The ultimate goal for Decrem and his team is that one day they will go to Disneyland and see a character that they have created featured in the park. This may be Swampy, or it could be another character, but he feels that it is this ability to experiment with ideas that makes mobile such an important platform.

"Creating characters for TV or movie platforms is expensive, and Disney can only place so many of these bets in a year as that can take hundreds of millions of dollars in development," he said. "With Where's My Water?, it took six people six months to pull together a core of a game, release it and then see how people respond. We can experiment and we can create new characters, and then see what works. But we can't just throw anything out there; it has to have passion, and be five-star rated."
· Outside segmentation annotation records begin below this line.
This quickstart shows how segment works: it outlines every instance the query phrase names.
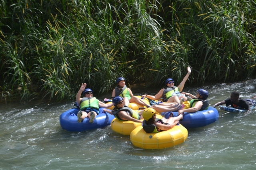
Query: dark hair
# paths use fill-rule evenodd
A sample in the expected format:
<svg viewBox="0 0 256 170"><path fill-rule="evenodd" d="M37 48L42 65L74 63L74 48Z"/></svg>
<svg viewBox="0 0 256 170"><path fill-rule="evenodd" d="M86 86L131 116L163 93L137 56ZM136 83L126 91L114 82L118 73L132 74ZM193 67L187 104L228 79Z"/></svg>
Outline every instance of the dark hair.
<svg viewBox="0 0 256 170"><path fill-rule="evenodd" d="M148 121L145 120L145 122L146 122L146 124L148 125L154 125L155 124L155 119L154 119L154 117L152 116L152 117L149 119Z"/></svg>
<svg viewBox="0 0 256 170"><path fill-rule="evenodd" d="M239 96L240 96L239 93L237 92L231 92L231 94L233 94L233 95L235 96L236 97L238 97L238 98L239 97Z"/></svg>

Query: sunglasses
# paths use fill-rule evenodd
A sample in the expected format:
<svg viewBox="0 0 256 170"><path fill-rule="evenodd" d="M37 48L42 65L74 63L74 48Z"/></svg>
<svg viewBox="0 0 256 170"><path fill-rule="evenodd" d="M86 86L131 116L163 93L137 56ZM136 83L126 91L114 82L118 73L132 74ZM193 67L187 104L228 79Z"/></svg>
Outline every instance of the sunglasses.
<svg viewBox="0 0 256 170"><path fill-rule="evenodd" d="M122 103L124 103L124 100L121 101L121 102L118 103L117 104L122 104Z"/></svg>

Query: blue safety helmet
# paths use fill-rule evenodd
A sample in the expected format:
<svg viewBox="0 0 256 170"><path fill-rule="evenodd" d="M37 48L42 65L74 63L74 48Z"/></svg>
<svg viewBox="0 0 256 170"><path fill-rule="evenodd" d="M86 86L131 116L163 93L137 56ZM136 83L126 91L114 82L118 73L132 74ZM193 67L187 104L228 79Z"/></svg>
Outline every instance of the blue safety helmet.
<svg viewBox="0 0 256 170"><path fill-rule="evenodd" d="M116 106L116 104L118 103L120 101L124 100L124 98L121 96L117 96L115 97L112 100L112 102L113 103L113 104L114 106Z"/></svg>
<svg viewBox="0 0 256 170"><path fill-rule="evenodd" d="M173 81L174 82L174 80L172 78L167 78L167 79L166 80L165 80L165 85L166 85L167 83L168 82L170 82L170 81Z"/></svg>
<svg viewBox="0 0 256 170"><path fill-rule="evenodd" d="M203 97L204 100L206 100L209 96L209 93L205 89L200 88L197 90L197 92Z"/></svg>
<svg viewBox="0 0 256 170"><path fill-rule="evenodd" d="M83 92L83 95L84 96L84 94L86 93L87 92L91 92L93 93L93 92L92 90L92 89L90 88L86 88L84 90L84 92Z"/></svg>
<svg viewBox="0 0 256 170"><path fill-rule="evenodd" d="M118 77L118 78L117 78L117 79L116 79L116 84L118 84L119 82L122 80L125 81L125 79L124 79L124 78L122 77Z"/></svg>

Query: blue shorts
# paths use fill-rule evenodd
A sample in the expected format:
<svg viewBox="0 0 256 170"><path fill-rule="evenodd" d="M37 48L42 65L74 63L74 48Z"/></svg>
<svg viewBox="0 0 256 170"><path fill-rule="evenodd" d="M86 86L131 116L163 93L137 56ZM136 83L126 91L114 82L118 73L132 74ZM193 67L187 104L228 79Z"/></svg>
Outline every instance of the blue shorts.
<svg viewBox="0 0 256 170"><path fill-rule="evenodd" d="M88 107L85 108L82 111L85 111L87 113L88 113L92 111L93 111L96 112L97 115L100 114L100 111L96 109L94 109L94 108Z"/></svg>

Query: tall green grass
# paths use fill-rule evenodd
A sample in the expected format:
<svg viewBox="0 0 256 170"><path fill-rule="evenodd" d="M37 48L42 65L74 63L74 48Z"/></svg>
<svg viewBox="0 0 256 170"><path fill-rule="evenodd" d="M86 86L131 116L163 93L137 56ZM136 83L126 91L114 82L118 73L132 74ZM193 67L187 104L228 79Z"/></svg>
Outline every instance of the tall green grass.
<svg viewBox="0 0 256 170"><path fill-rule="evenodd" d="M187 85L255 78L254 1L0 2L1 100L74 99L117 77Z"/></svg>

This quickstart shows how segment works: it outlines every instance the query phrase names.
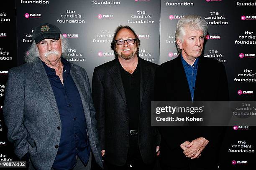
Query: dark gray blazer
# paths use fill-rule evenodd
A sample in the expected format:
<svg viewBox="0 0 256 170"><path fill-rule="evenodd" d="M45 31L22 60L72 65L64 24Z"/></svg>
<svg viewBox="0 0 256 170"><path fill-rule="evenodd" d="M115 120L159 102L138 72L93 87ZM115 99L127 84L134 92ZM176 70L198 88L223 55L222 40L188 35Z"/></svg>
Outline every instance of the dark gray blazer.
<svg viewBox="0 0 256 170"><path fill-rule="evenodd" d="M151 126L150 114L155 71L158 65L140 58L139 60L141 107L138 144L143 162L151 163L156 155L158 142L158 133ZM92 94L100 143L102 149L105 150L104 159L113 165L123 166L125 163L129 145L129 120L119 65L118 59L115 59L95 68Z"/></svg>
<svg viewBox="0 0 256 170"><path fill-rule="evenodd" d="M70 75L82 100L90 146L97 162L102 167L96 130L95 110L85 70L71 64ZM50 170L57 154L61 127L54 95L43 64L37 58L9 71L3 109L8 140L14 143L20 158L29 152L38 170Z"/></svg>

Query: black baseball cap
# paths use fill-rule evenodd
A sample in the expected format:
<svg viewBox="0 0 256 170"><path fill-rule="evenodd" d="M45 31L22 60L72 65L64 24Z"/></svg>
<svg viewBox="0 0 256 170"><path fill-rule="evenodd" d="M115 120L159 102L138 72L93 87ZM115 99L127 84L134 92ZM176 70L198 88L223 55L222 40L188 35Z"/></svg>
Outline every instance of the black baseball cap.
<svg viewBox="0 0 256 170"><path fill-rule="evenodd" d="M32 41L34 40L36 44L46 38L59 39L59 35L61 34L59 29L53 24L45 23L41 24L35 28L32 35Z"/></svg>

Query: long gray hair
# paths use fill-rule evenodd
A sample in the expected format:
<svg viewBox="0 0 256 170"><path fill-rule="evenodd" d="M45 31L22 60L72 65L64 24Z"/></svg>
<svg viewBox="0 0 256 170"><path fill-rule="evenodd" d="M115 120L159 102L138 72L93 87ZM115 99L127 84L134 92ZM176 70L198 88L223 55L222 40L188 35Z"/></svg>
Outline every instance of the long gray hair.
<svg viewBox="0 0 256 170"><path fill-rule="evenodd" d="M205 37L207 34L208 26L205 20L198 15L186 15L179 20L177 23L175 32L176 41L177 40L179 40L182 42L183 42L183 36L185 35L185 29L187 27L189 27L193 30L202 31L204 37ZM177 44L176 44L176 46L178 52L180 53L181 50Z"/></svg>
<svg viewBox="0 0 256 170"><path fill-rule="evenodd" d="M69 44L67 38L64 38L61 34L60 39L61 40L61 56L64 58L68 58L68 52L69 49ZM35 41L33 41L32 44L28 48L25 55L25 61L28 63L32 62L35 59L39 56L39 51L36 44Z"/></svg>

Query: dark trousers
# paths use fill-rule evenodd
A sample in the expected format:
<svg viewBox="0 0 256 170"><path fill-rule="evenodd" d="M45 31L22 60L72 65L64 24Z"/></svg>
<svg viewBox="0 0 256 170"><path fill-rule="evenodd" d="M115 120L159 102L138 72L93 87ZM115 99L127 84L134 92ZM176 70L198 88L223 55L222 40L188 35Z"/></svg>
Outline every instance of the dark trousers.
<svg viewBox="0 0 256 170"><path fill-rule="evenodd" d="M152 170L154 164L145 164L143 162L138 146L138 135L130 135L126 162L124 166L119 166L105 161L106 170Z"/></svg>

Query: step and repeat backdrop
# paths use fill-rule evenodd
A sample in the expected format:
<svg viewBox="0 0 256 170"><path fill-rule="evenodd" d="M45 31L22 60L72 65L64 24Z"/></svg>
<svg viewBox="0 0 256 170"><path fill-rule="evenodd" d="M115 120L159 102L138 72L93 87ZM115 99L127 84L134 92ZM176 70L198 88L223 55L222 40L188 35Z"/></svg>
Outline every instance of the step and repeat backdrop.
<svg viewBox="0 0 256 170"><path fill-rule="evenodd" d="M91 82L95 67L114 58L110 46L118 26L133 28L141 41L140 56L161 64L178 56L179 20L202 16L209 26L203 55L225 65L230 100L256 100L256 9L255 0L19 0L2 5L0 161L18 160L3 122L5 90L9 69L24 63L36 26L50 23L60 28L70 45L68 60L84 68ZM253 169L256 128L244 125L227 129L220 168Z"/></svg>

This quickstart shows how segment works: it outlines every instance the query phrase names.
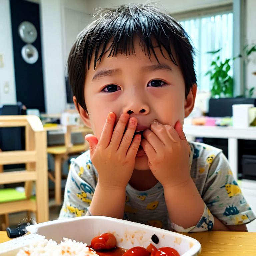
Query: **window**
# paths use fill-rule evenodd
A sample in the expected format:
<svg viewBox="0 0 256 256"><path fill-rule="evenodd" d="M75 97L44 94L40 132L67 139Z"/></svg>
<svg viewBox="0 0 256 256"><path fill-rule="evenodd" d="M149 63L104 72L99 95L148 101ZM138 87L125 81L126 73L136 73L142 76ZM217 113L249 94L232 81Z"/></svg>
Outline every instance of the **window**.
<svg viewBox="0 0 256 256"><path fill-rule="evenodd" d="M195 50L195 69L197 78L198 90L209 91L211 88L209 75L205 73L210 69L213 60L219 55L222 61L233 57L233 15L232 6L229 10L215 14L198 15L192 18L179 18L174 15L189 35ZM208 52L221 49L218 54L213 55ZM229 75L233 76L232 62Z"/></svg>

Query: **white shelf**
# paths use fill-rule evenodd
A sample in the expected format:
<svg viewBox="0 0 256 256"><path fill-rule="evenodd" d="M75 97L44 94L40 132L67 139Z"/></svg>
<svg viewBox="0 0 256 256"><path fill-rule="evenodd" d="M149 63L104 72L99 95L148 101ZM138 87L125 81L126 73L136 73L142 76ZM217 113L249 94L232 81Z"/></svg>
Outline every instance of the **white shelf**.
<svg viewBox="0 0 256 256"><path fill-rule="evenodd" d="M232 127L185 125L183 130L188 140L193 140L195 137L227 139L228 158L236 180L238 179L238 172L237 140L256 140L256 127L242 129Z"/></svg>

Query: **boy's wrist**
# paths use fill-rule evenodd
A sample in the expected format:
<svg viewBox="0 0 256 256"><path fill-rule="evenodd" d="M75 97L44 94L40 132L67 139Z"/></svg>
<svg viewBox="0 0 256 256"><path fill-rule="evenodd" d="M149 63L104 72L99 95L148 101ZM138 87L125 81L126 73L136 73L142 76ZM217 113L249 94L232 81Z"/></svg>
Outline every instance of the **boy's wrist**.
<svg viewBox="0 0 256 256"><path fill-rule="evenodd" d="M101 191L107 191L109 193L110 193L112 191L115 193L124 191L125 192L126 186L120 184L111 184L100 182L98 181L96 187L98 190L100 190Z"/></svg>
<svg viewBox="0 0 256 256"><path fill-rule="evenodd" d="M184 187L187 187L191 185L194 185L195 183L190 176L187 178L184 178L179 180L173 180L166 184L162 184L164 190L184 189Z"/></svg>

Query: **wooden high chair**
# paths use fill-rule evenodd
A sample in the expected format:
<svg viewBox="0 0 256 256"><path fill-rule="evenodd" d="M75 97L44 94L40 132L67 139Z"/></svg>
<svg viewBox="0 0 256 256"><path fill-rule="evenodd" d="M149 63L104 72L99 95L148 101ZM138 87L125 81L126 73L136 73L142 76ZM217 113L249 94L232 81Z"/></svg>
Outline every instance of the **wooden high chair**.
<svg viewBox="0 0 256 256"><path fill-rule="evenodd" d="M85 127L74 125L67 125L65 134L65 145L50 146L47 147L47 152L52 154L54 158L54 177L49 173L49 177L55 183L55 201L57 205L62 202L61 199L61 176L62 161L67 159L69 156L81 153L89 149L89 143L84 140L83 143L73 145L71 142L71 135L72 133L81 133L83 137L87 134L92 134L92 130Z"/></svg>
<svg viewBox="0 0 256 256"><path fill-rule="evenodd" d="M22 126L25 127L25 150L0 152L0 184L24 182L25 190L24 196L19 198L1 199L0 216L4 222L2 227L9 226L8 214L16 212L35 212L37 223L49 220L46 134L42 122L35 116L0 116L0 128ZM26 164L25 170L3 171L3 165L21 163ZM34 181L35 200L31 197Z"/></svg>

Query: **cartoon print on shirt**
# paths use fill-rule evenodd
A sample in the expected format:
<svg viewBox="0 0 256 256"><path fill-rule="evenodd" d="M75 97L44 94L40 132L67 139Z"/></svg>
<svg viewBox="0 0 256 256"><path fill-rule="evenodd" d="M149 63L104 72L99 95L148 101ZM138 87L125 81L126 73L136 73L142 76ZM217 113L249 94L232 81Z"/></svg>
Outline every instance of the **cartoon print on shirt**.
<svg viewBox="0 0 256 256"><path fill-rule="evenodd" d="M88 184L84 182L81 182L80 184L80 187L85 192L90 194L91 195L93 194L94 192L93 189Z"/></svg>
<svg viewBox="0 0 256 256"><path fill-rule="evenodd" d="M82 176L82 175L84 173L84 168L82 166L81 166L80 167L80 171L78 173L78 176L79 177L81 177Z"/></svg>
<svg viewBox="0 0 256 256"><path fill-rule="evenodd" d="M226 207L223 215L224 216L229 216L230 215L238 214L238 213L239 213L239 211L237 208L236 206L234 206L232 204L232 206L229 205L228 208L227 207Z"/></svg>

'Where's My Water?' screenshot
Many mobile developers try to cram everything into mobile games; social network integration, m-commerce, thousands of levels. But Decrem said his team opted to be "pretty ruthless" with Where's My Water?, by making a simple game, priced at $1, offering 80 levels but without needing the bells and whistles.

"We started with a simple core idea. We wanted to make water go somewhere, following physics and then we added a story around it," he said. "It's very, very simple, but very powerful. Working for such a short period of time, it makes you really focus on the essentials. If the window gets longer and there are more people in the team, you actually run the risk of losing that innovation."

Despite having revenues of more than $40bn and around 156,000 employees worldwide, Decrem claims that Disney is not hindered by excessive red tape. He admitted that the business can get "bureaucratic" due to the "layers of decision-making", but he feels that the company is also "decentralised", allowing his team to innovate.

"Disney.com has a partnership witty YouTube, and they wanted to do an animated show. We had full control over the Swampy character, and so worked with the team in Europe to make it happen," he said. "Disney is a very decentralised company. It can get bureaucratic as there is all these layers to decision-making, but in this case we have really been able to leverage the power of the company."

'Pirates of the Caribbean: Master of the Seas' screenshot
Most interestingly, Decrem has been able to encourage Disney that churning out weak games just to capitalise on a Disney iP is not the way to succeed. When Pirates of the Caribbean: On Stranger Tides came out last year, the fourth movie in the franchise, his team started making a companion game, but opted to delay the development even past the DVD window to get it right. Pirates of the Caribbean: Master of the Seas, a role-playing game similar to Zynga's Mafia Wars, has since rated well on the App Store and crucially made the most of the iPhone platform.

"We need to be creating these great new characters and ideas, and then make them come alive on mobile," said Decrem. "There are lots of people doing things around smartphones at Disney and we are trying to do 10 to 12 games each year. So you just start with the basic premise - 'Do we have a gaming idea that people will want to play?' If the answer is no, then don't do it. We are trying to make great games, rather than think that there is a movie coming out and we should make a game for it. That is not how you build great games."